Au titre des incidents de la procédure d'appel, le conseiller de la mise en état n'est pas compétent pour statuer sur les fins de non-recevoir, qui ont été tranchées par le juge de la mise en état, ou par le tribunal, ou celles, qui, bien que n'ayant pas été tranchées en première instance, auraient pour conséquence, si elles étaient accueillies, de remettre en cause ce qui a été jugé au fond par le premier juge.
Si les moyens d'irrecevabilité tirés du caractère impossible d'une condamnation « conjointe et solidaire » (sic) et de l'absence de la mise en jeu préalable de la garantie Foster n'ont pas été tranchés par le premier juge, les appelants étant défaillants en première instance, leur examen par le conseiller de la mise en état pourrait conduire, si une irrecevabilité des demandes était retenue, à une réformation du jugement critiqué, que seule la cour peut prononcer, de sorte que ces fins de non-recevoir seront également déclarées irrecevables comme relevant de l'appréciation de cette dernière.

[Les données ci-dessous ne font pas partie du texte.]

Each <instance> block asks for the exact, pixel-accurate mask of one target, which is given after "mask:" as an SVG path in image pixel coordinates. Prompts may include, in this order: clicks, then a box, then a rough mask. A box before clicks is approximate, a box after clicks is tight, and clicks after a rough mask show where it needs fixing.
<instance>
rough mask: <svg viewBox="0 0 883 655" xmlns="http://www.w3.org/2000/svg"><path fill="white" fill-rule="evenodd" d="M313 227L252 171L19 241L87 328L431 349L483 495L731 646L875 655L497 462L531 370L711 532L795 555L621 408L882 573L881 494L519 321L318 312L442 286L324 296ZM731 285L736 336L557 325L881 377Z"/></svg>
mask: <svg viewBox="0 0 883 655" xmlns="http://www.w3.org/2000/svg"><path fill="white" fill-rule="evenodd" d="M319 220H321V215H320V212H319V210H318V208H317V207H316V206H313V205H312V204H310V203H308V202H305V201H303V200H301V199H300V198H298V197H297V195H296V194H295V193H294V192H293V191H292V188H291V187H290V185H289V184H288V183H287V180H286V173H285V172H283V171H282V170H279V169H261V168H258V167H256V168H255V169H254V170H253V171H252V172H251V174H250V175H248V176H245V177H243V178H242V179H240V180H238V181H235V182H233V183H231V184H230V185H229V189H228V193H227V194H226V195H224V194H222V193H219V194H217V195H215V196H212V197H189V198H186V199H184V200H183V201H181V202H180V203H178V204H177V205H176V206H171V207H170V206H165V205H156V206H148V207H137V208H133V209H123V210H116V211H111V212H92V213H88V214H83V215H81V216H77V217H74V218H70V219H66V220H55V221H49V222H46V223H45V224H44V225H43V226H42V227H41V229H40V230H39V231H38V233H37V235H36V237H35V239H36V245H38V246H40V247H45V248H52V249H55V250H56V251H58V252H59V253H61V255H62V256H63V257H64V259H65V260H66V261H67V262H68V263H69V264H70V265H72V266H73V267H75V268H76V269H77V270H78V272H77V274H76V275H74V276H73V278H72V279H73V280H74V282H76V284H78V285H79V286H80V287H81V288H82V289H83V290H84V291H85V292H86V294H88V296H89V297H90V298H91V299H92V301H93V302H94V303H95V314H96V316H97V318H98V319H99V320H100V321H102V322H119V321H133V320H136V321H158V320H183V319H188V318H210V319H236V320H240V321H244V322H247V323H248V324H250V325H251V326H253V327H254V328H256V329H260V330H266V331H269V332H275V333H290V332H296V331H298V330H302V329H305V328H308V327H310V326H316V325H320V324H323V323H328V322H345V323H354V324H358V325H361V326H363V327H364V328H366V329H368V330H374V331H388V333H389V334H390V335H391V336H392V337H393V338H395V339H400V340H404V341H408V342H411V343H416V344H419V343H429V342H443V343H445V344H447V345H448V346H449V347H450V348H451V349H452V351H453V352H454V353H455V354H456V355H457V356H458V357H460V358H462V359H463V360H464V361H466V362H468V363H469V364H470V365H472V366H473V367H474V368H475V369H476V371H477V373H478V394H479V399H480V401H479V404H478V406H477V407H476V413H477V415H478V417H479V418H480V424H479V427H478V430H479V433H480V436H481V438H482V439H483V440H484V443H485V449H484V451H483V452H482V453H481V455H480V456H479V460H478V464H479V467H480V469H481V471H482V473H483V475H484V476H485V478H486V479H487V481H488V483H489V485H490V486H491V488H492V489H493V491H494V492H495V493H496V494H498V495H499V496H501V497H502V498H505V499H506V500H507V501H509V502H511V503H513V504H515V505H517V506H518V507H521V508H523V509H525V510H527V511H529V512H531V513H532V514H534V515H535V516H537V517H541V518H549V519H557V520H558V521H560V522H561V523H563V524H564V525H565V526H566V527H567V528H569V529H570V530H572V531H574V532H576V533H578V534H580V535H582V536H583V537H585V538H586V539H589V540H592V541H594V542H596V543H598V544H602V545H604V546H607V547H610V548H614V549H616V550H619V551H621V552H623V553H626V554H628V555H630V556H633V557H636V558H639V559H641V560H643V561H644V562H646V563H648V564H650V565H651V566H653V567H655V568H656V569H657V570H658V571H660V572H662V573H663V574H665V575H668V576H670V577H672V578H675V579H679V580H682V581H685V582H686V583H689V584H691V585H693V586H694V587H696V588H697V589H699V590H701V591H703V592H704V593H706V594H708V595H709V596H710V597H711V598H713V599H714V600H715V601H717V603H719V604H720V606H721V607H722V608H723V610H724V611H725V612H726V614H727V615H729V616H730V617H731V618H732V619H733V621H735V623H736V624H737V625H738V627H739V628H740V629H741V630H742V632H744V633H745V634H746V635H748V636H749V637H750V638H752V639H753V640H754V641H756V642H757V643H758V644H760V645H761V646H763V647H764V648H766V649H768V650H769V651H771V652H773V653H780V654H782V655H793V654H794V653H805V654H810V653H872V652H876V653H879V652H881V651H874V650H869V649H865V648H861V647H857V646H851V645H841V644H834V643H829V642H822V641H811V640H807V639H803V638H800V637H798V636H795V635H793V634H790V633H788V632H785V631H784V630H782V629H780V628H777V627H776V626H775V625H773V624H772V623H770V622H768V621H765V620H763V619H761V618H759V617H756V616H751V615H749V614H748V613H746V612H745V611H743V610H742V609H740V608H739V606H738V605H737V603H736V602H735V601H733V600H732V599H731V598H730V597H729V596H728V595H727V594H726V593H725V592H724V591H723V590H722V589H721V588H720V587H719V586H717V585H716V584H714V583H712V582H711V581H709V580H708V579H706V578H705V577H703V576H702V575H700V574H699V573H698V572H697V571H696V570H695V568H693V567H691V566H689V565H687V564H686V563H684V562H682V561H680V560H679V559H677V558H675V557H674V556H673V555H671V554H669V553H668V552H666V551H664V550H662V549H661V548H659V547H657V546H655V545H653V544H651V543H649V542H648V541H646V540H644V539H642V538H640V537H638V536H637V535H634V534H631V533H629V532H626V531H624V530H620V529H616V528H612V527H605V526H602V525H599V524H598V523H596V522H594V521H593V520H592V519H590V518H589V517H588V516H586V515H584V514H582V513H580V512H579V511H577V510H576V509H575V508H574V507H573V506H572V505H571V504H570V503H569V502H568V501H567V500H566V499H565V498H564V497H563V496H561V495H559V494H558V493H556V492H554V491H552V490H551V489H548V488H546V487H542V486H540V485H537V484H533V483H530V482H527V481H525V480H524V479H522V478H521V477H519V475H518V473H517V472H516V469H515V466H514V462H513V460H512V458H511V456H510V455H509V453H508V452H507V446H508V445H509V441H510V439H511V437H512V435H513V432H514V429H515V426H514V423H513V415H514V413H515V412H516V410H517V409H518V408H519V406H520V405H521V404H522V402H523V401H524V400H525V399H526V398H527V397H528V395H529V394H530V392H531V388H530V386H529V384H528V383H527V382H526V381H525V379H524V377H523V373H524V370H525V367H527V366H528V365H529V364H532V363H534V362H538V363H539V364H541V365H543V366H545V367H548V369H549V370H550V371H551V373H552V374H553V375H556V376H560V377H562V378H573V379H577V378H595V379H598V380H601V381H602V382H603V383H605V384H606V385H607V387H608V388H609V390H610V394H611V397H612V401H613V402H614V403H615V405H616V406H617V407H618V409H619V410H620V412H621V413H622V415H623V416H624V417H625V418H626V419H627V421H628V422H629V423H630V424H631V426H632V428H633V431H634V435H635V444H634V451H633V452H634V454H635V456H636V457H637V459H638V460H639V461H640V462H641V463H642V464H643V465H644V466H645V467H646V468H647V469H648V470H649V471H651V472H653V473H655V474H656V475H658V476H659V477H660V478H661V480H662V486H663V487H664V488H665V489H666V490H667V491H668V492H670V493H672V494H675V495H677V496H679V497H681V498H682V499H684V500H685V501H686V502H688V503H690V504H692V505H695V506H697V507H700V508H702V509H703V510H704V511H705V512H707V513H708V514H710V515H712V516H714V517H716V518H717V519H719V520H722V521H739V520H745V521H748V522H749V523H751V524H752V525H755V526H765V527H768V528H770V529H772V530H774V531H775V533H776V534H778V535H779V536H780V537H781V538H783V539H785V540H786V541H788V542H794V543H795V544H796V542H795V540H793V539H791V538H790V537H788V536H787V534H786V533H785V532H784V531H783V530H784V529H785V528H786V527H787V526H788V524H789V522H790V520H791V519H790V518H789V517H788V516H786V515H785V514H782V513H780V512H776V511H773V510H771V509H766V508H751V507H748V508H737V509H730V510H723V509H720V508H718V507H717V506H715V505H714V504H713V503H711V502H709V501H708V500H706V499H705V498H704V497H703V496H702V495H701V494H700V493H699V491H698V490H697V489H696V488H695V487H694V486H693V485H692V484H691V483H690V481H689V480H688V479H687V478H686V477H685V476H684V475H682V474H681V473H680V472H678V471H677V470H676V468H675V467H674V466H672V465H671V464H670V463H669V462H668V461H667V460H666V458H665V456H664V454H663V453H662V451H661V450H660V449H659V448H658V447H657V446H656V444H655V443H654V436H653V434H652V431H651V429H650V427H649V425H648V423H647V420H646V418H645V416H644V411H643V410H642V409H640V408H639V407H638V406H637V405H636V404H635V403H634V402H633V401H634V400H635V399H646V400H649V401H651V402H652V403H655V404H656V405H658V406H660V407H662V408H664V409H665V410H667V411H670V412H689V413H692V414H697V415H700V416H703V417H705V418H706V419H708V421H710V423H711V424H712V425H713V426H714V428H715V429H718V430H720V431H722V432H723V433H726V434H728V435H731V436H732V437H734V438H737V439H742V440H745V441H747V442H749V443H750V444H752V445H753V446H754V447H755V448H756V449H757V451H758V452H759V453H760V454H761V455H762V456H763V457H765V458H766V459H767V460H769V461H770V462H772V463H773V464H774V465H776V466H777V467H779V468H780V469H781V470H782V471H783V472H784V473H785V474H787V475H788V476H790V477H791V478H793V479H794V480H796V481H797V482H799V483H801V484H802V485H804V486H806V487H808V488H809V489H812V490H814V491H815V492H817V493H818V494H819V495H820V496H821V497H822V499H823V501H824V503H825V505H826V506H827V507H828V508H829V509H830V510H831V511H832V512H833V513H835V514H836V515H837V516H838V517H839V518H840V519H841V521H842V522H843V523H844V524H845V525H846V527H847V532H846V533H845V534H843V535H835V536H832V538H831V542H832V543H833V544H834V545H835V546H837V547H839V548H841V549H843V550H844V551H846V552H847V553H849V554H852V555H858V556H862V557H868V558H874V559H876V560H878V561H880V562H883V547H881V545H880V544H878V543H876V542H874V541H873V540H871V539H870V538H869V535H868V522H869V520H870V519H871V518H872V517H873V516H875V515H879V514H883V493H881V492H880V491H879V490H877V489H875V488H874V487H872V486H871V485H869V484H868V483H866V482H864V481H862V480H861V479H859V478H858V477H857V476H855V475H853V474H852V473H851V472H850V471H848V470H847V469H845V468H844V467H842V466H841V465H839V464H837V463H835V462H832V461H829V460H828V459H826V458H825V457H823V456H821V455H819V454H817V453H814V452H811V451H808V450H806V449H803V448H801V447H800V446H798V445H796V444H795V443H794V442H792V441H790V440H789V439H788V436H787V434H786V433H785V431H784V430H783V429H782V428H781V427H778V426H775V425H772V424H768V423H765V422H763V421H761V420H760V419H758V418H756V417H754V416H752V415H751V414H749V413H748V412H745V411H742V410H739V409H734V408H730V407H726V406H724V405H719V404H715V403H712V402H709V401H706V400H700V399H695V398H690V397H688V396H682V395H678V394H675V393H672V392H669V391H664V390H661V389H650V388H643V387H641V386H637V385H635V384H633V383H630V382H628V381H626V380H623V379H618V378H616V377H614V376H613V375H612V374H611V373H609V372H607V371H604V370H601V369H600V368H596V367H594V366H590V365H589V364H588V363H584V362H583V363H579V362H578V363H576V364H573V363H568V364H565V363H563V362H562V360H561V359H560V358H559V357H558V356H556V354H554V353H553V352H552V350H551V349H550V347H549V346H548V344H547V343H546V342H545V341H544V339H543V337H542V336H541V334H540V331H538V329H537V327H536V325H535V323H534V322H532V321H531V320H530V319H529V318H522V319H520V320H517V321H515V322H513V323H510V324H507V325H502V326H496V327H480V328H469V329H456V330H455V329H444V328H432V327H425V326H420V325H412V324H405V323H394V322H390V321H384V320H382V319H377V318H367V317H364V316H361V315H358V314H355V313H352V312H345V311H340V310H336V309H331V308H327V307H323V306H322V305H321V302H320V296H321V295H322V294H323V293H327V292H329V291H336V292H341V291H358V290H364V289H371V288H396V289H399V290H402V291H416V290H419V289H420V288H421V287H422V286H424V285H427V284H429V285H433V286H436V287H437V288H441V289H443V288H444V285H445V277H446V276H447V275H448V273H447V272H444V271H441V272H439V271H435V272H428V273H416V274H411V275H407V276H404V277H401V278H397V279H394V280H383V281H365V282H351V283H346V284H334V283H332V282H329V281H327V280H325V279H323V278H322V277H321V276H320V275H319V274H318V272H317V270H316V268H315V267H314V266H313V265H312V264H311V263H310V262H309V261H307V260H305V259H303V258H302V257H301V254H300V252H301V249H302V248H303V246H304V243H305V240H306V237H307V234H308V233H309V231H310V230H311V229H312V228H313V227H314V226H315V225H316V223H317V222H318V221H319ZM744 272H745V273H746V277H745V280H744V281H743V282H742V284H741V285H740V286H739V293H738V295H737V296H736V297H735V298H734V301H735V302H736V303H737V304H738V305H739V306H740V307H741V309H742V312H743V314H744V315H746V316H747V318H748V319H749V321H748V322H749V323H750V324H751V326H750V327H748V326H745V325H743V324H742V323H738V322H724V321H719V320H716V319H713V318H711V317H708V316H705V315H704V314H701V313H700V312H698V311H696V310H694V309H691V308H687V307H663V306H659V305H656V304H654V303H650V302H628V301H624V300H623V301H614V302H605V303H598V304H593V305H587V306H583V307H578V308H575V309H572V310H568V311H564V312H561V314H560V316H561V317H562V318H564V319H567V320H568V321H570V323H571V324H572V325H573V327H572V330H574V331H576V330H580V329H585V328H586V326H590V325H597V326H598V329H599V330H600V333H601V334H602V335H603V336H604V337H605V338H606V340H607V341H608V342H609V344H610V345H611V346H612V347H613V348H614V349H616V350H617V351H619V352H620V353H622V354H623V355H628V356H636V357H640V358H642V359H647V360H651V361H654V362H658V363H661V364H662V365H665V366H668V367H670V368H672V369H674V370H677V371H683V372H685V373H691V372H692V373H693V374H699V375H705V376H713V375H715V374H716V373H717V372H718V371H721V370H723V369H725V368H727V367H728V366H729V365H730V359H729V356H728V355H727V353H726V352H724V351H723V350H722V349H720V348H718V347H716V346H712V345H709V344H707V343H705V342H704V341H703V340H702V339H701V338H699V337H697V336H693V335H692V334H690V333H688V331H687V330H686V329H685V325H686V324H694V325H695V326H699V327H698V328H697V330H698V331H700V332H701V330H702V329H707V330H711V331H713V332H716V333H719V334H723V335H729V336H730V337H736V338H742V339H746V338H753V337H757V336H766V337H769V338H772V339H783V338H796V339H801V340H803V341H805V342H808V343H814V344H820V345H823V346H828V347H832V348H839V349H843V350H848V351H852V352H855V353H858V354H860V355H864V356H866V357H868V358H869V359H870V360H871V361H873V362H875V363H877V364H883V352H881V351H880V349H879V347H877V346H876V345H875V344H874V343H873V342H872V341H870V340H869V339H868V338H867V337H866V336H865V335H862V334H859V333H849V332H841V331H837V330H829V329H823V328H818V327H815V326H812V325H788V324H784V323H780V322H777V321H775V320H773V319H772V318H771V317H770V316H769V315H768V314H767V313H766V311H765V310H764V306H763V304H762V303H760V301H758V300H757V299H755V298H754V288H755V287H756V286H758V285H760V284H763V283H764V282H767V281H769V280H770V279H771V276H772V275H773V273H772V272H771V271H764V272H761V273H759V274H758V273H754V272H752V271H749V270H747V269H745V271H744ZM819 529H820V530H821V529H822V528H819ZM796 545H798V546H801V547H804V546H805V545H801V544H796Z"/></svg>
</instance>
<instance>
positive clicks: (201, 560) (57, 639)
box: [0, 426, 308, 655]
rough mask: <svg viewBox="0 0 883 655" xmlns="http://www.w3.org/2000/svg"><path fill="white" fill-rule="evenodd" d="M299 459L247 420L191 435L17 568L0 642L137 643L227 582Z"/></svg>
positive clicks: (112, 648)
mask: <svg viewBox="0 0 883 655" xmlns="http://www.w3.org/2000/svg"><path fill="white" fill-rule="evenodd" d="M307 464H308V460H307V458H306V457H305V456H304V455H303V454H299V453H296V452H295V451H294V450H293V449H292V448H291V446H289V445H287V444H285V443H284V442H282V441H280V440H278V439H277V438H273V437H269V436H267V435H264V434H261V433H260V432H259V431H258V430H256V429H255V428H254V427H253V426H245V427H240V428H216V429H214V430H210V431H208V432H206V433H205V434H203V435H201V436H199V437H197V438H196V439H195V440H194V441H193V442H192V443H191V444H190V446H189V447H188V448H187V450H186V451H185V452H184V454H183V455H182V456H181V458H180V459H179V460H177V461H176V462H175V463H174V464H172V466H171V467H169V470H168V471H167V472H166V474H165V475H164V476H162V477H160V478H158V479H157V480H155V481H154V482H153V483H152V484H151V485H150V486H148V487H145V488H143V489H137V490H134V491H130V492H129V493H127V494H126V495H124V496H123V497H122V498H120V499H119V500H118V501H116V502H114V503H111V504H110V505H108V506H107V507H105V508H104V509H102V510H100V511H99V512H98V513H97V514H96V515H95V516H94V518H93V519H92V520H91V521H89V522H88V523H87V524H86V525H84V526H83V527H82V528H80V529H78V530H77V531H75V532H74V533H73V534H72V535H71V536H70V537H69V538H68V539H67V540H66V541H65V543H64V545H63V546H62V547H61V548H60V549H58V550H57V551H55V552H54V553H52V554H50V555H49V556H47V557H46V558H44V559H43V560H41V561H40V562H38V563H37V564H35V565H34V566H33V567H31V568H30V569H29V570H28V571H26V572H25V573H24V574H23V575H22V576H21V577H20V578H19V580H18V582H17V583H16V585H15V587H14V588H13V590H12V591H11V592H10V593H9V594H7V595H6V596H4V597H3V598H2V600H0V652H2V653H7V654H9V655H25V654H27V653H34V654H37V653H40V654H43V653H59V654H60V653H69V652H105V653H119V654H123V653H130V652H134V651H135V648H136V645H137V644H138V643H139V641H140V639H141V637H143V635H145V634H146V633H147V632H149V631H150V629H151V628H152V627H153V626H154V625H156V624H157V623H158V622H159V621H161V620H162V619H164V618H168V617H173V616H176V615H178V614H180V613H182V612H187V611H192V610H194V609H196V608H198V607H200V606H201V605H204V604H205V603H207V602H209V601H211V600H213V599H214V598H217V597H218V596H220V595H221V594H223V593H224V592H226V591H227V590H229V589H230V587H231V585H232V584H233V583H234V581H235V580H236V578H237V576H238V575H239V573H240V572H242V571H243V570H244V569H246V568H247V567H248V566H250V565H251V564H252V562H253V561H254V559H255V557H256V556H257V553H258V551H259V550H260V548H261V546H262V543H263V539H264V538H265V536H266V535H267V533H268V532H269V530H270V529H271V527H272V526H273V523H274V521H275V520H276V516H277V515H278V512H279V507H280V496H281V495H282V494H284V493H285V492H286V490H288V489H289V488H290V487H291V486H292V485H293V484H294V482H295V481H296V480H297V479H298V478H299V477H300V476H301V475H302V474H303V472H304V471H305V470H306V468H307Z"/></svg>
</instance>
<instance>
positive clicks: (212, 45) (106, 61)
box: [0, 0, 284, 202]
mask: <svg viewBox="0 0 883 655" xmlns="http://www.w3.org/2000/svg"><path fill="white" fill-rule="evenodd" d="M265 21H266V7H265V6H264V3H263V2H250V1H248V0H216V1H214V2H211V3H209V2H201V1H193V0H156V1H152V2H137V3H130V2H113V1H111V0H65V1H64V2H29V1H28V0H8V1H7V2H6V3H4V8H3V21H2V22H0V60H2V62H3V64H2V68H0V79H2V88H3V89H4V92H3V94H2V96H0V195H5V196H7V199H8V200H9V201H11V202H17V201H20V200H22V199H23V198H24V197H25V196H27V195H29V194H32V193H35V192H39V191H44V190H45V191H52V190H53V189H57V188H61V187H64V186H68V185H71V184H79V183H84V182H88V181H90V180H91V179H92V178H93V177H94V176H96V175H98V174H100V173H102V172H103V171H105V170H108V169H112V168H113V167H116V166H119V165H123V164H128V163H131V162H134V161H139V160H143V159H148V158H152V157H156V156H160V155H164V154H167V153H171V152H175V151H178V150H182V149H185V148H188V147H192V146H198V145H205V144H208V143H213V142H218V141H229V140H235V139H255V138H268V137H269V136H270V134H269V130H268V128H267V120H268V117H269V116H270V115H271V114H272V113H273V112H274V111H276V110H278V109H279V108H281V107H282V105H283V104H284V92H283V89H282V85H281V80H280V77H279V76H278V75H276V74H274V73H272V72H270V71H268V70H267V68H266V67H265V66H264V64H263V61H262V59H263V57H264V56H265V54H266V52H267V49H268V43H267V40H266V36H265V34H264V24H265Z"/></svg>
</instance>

2- M. [N] et la société One bio, qui succombent, seront condamnés aux dépens de l'incident et à verser la somme de 1 000 euros en application des dispositions de l'article 700 du code de procédure civile.
PAR CES MOTIFS :
Nous, conseiller de la mise en état, statuant publiquement et contradictoirement,
- Déclarons irrecevable, comme relevant de l'appréciation de la cour, l'exception de procédure tendant à la nullité de l'assignation introductive d'instance délivrée le 6 avril 2022,
- Déclarons irrecevables, comme relevant de l'appréciation de la cour, les fins de non-recevoir tirées du caractère impossible d'une condamnation « conjointe et solidaire » et de l'absence de la mise en jeu préalable de la garantie Foster,
- Condamnons Monsieur [F] [N] et la société One bio à verser à la SA Caisse d'épargne et de prévoyance du Languedoc-Roussillon la somme de 1 000 euros sur le fondement des dispositions de l'article 700 du code de procédure civile ;
- Condamnons Monsieur [F] [N] et la société One bio aux dépens de l'incident,
- Rappelons que cette ordonnance peut être déférée à la cour par requête transmise au greffe dans un délai de 15 jours.